There is one exception: Iceland’s fisheries sector accounts for six per cent of GDP. That figure ought to tell us something about how to use the renewable resources around our shores. One reason Iceland earns so much from fish is that it has learnt how to make use of every last piscine ounce. What was recently discarded as waste is now turned into cosmetics, pharmaceuticals and health supplements. The livers, the roes, the heads, the intestines, the bones, the scales: all are monetised.
Over the past decade, a number of Icelandic firms have learnt how to transmute guts into gold, so to speak: Zymetech extracts fish enzymes for use in medicines; Genis turns shrimp shells into pharmaceutical products; Primex turns them into cosmetics; Kerecis uses fish skins and fatty acids to treat wounds and control infections.
There are colossal growth opportunities here.
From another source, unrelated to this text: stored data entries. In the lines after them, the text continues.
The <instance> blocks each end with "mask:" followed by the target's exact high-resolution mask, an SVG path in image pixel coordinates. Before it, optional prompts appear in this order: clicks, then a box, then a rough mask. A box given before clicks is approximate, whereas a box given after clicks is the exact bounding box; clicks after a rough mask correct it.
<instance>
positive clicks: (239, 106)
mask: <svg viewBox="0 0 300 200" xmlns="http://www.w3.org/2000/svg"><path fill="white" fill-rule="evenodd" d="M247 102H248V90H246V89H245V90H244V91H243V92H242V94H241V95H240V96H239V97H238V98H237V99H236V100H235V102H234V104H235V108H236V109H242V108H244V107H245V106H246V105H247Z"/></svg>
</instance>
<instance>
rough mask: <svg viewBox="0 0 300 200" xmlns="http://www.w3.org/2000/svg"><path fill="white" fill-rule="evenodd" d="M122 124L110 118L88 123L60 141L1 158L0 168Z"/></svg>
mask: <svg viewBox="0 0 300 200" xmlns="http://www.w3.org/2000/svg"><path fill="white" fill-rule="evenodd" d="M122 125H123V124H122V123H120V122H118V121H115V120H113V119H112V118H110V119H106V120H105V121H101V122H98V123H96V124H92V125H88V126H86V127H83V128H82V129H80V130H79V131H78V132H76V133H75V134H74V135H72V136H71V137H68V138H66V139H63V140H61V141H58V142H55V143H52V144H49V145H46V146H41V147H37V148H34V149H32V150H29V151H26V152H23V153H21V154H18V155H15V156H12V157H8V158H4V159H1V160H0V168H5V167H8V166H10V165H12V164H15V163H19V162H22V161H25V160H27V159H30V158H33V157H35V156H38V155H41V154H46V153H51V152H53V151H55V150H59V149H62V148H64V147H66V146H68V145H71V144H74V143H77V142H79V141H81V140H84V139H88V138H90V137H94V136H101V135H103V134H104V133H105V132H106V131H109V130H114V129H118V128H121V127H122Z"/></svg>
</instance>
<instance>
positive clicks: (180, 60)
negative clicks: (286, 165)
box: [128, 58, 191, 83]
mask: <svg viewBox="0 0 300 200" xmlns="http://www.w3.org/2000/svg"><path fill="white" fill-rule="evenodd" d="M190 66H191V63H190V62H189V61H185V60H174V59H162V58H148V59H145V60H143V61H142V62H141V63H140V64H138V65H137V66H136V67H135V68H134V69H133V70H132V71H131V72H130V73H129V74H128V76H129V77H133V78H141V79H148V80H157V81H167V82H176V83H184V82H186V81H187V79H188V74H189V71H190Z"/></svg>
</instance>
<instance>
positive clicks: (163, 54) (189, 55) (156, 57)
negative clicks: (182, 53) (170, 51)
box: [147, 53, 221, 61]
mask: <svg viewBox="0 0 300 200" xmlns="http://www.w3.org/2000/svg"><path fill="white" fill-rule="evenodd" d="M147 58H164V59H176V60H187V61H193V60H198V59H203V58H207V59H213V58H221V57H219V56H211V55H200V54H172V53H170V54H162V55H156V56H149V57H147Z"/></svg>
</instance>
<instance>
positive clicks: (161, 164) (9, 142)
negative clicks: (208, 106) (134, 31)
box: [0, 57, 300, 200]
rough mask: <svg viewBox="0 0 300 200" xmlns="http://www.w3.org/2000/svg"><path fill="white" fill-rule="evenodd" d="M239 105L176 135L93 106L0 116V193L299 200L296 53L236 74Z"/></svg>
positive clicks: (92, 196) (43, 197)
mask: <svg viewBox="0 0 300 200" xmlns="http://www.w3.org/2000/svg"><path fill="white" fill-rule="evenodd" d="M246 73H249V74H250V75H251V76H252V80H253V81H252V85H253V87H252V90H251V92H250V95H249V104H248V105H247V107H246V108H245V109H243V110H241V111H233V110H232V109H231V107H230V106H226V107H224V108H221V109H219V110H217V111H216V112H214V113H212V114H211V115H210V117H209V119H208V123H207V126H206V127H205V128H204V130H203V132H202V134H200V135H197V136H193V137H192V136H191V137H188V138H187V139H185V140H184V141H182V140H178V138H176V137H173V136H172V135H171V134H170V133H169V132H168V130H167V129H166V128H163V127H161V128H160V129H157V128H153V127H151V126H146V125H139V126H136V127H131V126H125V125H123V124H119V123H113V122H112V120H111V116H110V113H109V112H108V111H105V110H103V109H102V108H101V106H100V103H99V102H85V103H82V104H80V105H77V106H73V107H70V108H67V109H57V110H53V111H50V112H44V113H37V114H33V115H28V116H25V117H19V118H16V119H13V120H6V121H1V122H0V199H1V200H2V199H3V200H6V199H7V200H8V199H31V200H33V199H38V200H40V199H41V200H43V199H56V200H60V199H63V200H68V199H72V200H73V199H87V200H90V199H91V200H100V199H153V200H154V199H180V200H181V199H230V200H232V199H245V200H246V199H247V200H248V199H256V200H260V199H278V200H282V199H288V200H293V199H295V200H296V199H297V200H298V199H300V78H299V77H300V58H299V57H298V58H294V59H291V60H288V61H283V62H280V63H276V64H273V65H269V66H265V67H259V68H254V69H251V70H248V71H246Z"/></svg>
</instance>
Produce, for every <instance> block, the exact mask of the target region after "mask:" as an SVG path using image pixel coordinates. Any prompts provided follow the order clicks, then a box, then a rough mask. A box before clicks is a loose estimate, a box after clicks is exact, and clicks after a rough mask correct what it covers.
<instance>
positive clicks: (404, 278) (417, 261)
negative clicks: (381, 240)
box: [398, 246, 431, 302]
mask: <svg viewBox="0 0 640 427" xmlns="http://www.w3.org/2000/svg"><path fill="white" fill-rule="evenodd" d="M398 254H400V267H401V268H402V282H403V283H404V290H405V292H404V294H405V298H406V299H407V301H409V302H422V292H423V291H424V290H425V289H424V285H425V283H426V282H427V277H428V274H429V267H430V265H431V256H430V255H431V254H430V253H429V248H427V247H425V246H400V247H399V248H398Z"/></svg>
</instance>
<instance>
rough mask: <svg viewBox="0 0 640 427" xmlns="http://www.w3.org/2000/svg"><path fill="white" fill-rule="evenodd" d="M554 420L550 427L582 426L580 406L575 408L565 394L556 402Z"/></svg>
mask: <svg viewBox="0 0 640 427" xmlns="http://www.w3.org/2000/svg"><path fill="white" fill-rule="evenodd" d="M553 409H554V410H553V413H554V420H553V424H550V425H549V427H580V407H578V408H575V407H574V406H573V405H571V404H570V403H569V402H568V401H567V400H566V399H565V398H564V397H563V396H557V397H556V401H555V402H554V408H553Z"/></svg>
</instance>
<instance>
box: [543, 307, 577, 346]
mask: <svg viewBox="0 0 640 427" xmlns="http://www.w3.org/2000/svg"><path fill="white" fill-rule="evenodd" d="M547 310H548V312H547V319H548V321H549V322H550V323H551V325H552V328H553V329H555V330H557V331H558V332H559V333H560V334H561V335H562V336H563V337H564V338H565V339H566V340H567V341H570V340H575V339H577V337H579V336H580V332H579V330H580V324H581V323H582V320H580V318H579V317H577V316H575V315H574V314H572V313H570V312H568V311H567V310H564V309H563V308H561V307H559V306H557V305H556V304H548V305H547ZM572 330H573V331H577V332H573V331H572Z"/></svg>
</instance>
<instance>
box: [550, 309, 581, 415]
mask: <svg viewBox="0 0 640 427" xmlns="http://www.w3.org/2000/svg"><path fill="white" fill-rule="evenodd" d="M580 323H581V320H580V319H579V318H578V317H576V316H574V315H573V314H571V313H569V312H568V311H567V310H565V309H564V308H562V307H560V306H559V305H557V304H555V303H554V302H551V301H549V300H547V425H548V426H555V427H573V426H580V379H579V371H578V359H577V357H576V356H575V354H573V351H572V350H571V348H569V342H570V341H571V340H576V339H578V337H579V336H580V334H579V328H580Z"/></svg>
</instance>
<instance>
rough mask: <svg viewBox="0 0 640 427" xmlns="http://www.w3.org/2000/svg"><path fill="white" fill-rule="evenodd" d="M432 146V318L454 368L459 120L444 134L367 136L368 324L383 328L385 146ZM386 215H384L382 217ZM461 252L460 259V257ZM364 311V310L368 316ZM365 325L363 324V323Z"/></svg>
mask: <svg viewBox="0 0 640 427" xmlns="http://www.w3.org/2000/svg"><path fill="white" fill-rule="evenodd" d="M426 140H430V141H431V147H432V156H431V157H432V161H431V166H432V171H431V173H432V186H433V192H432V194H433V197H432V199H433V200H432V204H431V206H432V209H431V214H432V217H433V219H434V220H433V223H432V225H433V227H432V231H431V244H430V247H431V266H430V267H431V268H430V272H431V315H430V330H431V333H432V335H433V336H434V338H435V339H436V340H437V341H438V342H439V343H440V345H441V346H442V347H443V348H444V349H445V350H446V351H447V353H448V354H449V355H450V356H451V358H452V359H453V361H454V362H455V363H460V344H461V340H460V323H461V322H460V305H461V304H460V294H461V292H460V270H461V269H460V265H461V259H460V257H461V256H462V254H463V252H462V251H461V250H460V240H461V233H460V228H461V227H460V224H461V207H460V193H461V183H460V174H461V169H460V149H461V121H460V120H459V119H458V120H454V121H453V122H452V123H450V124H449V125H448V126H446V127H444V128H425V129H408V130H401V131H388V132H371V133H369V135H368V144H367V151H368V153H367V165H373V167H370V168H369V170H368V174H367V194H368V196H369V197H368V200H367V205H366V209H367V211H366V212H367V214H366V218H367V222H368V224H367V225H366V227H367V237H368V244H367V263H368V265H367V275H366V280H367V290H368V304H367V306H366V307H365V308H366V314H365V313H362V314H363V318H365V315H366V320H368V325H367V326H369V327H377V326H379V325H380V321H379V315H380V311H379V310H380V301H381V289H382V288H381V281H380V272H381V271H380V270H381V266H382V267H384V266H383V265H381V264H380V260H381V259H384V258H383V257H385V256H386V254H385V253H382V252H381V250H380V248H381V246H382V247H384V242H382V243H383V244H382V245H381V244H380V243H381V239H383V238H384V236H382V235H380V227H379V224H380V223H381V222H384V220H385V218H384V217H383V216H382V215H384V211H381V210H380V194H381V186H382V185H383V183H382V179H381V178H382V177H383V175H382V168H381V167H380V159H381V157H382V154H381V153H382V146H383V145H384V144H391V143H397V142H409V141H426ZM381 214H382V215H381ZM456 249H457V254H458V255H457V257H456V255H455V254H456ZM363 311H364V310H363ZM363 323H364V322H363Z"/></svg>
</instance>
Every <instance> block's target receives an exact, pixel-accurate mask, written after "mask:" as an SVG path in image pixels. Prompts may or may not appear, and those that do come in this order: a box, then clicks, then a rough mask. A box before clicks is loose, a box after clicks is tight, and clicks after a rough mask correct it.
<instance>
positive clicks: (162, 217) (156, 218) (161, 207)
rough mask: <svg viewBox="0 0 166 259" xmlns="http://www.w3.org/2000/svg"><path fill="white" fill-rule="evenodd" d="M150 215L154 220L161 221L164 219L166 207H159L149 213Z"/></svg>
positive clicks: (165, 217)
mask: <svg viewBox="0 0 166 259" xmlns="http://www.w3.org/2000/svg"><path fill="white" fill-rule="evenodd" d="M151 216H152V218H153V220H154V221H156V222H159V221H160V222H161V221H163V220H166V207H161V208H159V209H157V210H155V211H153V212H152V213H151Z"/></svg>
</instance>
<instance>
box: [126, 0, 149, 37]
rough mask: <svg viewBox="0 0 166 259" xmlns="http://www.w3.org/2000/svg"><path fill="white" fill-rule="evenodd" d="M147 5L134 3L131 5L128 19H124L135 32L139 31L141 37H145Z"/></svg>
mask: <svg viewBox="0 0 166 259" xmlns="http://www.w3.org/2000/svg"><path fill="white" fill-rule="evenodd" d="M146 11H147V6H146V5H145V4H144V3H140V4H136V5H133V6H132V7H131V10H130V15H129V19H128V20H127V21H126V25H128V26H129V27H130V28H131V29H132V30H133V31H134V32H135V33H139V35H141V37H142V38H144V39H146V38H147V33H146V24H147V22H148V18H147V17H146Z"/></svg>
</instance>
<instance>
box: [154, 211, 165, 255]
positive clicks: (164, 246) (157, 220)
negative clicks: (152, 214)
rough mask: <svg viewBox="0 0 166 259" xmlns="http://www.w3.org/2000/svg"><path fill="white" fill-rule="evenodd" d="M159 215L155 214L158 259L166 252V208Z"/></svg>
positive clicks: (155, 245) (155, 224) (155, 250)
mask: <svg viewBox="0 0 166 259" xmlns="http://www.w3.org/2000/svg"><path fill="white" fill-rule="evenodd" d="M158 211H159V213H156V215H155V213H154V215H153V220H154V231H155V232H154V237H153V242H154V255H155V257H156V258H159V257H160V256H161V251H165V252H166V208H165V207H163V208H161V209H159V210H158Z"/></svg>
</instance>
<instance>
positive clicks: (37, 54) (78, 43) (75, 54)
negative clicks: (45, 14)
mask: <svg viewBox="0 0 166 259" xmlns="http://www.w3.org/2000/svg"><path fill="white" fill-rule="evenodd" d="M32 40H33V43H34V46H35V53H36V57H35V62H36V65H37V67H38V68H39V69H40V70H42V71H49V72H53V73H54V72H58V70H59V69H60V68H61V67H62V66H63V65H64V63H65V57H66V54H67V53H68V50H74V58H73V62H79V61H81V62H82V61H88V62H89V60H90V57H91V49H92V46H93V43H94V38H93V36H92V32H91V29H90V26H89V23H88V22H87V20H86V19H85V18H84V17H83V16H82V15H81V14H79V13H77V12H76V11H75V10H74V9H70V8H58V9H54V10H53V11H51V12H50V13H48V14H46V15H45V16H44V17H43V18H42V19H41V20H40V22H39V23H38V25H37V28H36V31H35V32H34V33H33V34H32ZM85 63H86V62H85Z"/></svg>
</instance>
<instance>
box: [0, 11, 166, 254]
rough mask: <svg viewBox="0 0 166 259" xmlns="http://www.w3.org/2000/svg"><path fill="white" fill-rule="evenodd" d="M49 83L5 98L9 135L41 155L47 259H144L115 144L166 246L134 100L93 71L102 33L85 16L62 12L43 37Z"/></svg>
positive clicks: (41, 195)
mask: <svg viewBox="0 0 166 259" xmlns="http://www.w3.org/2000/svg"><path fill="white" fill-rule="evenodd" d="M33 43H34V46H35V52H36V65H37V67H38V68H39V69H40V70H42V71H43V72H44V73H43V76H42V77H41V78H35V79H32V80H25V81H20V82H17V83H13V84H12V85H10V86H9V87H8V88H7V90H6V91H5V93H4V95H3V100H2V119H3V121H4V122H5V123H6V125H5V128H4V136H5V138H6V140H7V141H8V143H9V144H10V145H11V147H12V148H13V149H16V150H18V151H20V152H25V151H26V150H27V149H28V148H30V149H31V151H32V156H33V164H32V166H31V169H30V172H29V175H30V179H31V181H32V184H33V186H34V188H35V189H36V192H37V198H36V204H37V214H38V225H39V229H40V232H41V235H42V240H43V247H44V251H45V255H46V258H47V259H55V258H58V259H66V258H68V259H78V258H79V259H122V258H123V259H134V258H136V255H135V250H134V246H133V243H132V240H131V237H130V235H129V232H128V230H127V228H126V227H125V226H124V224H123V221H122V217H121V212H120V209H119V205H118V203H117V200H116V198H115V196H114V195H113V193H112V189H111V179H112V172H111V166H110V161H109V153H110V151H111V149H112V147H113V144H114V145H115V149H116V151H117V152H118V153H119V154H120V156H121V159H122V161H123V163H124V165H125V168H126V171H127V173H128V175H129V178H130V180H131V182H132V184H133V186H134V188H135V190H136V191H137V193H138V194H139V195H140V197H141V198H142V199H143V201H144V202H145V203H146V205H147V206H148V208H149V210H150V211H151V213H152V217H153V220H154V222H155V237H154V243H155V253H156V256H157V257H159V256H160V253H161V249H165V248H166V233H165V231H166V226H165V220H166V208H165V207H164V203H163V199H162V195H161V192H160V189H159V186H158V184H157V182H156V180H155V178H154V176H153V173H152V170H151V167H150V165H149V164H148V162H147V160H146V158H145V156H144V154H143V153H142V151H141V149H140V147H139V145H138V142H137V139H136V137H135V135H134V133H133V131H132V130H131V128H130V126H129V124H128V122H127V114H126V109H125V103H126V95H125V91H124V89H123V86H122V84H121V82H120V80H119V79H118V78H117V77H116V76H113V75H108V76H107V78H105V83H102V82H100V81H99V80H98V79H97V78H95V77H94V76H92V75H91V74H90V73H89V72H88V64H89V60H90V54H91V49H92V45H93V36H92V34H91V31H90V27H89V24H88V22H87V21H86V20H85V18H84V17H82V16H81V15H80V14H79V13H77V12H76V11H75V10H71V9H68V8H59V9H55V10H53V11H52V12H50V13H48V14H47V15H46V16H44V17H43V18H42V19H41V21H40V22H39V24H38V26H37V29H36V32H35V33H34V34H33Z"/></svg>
Even if Britain were to land twice as many fish as now, the impact on our economy as a whole would barely be felt. But, given our location and the opportunity to harvest a sustainable catch of oily fish packed with useful enzymes, we could become world leaders in this young field. Picture Hull and Grimsby as pharmaceutical hubs, attracting biologists and chemists from around the world. Imagine the refinement there of collagen and medicines and fish leather and omega oil and calcium supplements and a hundred other products we haven’t yet thought of.
Here, in short, is an obvious way to raise those brave old towns – towns devastated by the Common Fisheries Policy, which could now revive with cutting-edge industries, leading the recovery of that part of the Red Wall. Yes, fisheries matter symbolically. But, by Heaven, they could matter practically, too.